When you as a person trapped in a dying society walk up to the table, and put something on it, you’re going to have to put that object on the sides which have working legs, toward the edge. However, there’s no room there anymore — everyone else has put their objects there.
Instead, you’re going to make your first attempts by putting your object on the weak side. The broken table will promptly fall over. You will then say, “This table appears to be broken.” That is the signal for the vultures to attack.
Each of these vultures will be thinking the same thing: if I make this guy (or gal) look stupid, and defend my interest and that of my friends in doing so, people are going to think I’m a good person. They attack with hatred and bile.
They will tell you: “This table isn’t broken. You’re just doing it wrong.”
Even though all evidence is to the contrary, they will insist that the table has four legs. Or that despite having four sides, it should only have three legs. They may even get postmodern and insist that it must have three legs to avoid even numbers which imply justifications for totalitarianism.
The comedy will be ripe for the aliens watching from orbit. I imagine them in one of their ridiculously advanced spacecraft, looking down at this puny world of wretched internal combustion engines. Prof. Xzyyvlortxcyz says, “Class, observe this late-life civilization which has not overcome its own inertia.”

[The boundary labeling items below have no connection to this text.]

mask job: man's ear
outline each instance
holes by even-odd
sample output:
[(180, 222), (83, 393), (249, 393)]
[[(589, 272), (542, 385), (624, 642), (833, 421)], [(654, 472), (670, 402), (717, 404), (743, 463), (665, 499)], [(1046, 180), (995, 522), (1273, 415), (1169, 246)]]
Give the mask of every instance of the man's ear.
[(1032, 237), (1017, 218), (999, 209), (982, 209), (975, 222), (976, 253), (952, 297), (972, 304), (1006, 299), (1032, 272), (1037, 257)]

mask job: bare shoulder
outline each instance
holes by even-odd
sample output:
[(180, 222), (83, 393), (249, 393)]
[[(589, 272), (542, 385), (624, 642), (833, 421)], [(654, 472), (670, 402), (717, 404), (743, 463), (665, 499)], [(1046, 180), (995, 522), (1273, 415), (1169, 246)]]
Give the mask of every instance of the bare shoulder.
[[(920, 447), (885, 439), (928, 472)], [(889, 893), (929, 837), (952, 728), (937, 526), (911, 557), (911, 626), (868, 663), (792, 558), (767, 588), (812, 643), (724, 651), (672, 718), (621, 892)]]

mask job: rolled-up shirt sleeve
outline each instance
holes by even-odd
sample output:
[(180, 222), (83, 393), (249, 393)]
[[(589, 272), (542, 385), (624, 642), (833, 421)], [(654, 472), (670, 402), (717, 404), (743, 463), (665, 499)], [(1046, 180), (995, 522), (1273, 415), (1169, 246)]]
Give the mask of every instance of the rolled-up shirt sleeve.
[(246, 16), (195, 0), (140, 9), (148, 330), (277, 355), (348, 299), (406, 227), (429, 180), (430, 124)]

Then he fast-forwards through time a little bit to show the students what’s left in two thousand years, which is exactly what was there two million years ago: a few hominids bashing each other with rocks, getting eaten by tigers, and crouching fearfully in caves at night. The end result of “progress.”
Back here on earth, we still struggle with schizophrenia. The public says the table is fine; we know from experience that it is broken. If we say that out loud, we get beaten by the crowd, called insane and tossed out of our jobs.
In the meantime, whether the table is broken or not, what’s clear is that we cannot use it to its full potential. It can only carry maybe a fourth of the weight it once did. This, too, causes problems and those, too, cannot be spoken of.
As a result, while fixing the leg is probably not as hard as we think it is, from fear of social consequences, we avoid even entertaining the possibility.
From this totalitarianism of social judgment, we shrink in fear, and so our society keeps lumping along with a broken table. Things just get worse and worse as the dysfunction spreads as we try to shift the burden and the blame. Eventually, it all falls apart entirely.
But even with this in mind, no one wants to be the first to say the table is broken. That’s akin to self-sacrifice. And in a time of lies in a dying civilization, the last thing you want to do is die for a lost cause.